## **Encoder-Decoder Project:** 


## **Context**
The Encoder-Decoder architecture with recurrent neural networks has become an effective and standard approach for both neural machine translation (NMT) and **sequence-to-sequence (seq2seq)** prediction in general.

The key benefits of the approach are the ability to train a single end-to-end model directly on source and target sentences and the ability to handle variable length input and output sequences of text.
## **Content**
Train an Encoder–Decoder model that can convert a date string from one format to another (e.g., from "April 22, 2019" to "2019-04-22")



### **Loading data and preparing dataset**
- import libraries
- create dataset

In [None]:
# import libraries
import os
import sys
import numpy as np
import sklearn
import tensorflow as tf
from tensorflow import keras
import numpy as np

# plot figures
%matplotlib inline
import matplotlib as mpl
import matplotlib.pyplot as plt

### **Preprocess data**
- Create dataset dates: 1000-01-01 and 9999-12-31
- Print random dates with input and output target format
- INPUT_CHARS: Get list of character inputs
- OUTPUT_CHARS: Show list of character outputs
- Create function to convert string to character IDs list

Let's start by creating the dataset.

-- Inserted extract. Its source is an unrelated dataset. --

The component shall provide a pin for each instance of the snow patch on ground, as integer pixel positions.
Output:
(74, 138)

We will use random days between 1000-01-01 and 9999-12-31:

In [None]:
# create dataset
from datetime import date

# cannot use strftime()'s %B format since it depends on the locale
MONTHS = ["January", "February", "March", "April", "May", "June",
          "July", "August", "September", "October", "November", "December"]

def random_dates(n_dates):
    min_date = date(1000, 1, 1).toordinal()
    max_date = date(9999, 12, 31).toordinal()

    ordinals = np.random.randint(max_date - min_date, size=n_dates) + min_date
    dates = [date.fromordinal(ordinal) for ordinal in ordinals]

    x = [MONTHS[dt.month - 1] + " " + dt.strftime("%d, %Y") for dt in dates]
    y = [dt.isoformat() for dt in dates]
    return x, y

Here are a few random dates, displayed in both the input format and the target format:

In [None]:
# random dates
np.random.seed(42)

n_dates = 3
x_example, y_example = random_dates(n_dates)
print("{:25s}{:25s}".format("Input", "Target"))
print("-" * 50)
for idx in range(n_dates):
    print("{:25s}{:25s}".format(x_example[idx], y_example[idx]))

Input                    Target                   
--------------------------------------------------
September 20, 7075       7075-09-20               
May 15, 8579             8579-05-15               
January 11, 7103         7103-01-11               


Let's get the list of all possible characters in the inputs:

In [None]:
# char input list
INPUT_CHARS = "".join(sorted(set("".join(MONTHS)))) + "01234567890, "
INPUT_CHARS

'ADFJMNOSabceghilmnoprstuvy01234567890, '

And here's the list of possible characters in the outputs:

In [None]:
# char outputs
OUTPUT_CHARS = "0123456789-"

Let's write a function to convert a string to a list of character IDs
- date_str_to for input char and output chars
- function prepare_date_str
- function create_dataset

In [None]:
def date_str_to_ids(date_str, chars=INPUT_CHARS):
    return [chars.index(c) for c in date_str]

In [None]:
date_str_to_ids(x_example[0], INPUT_CHARS)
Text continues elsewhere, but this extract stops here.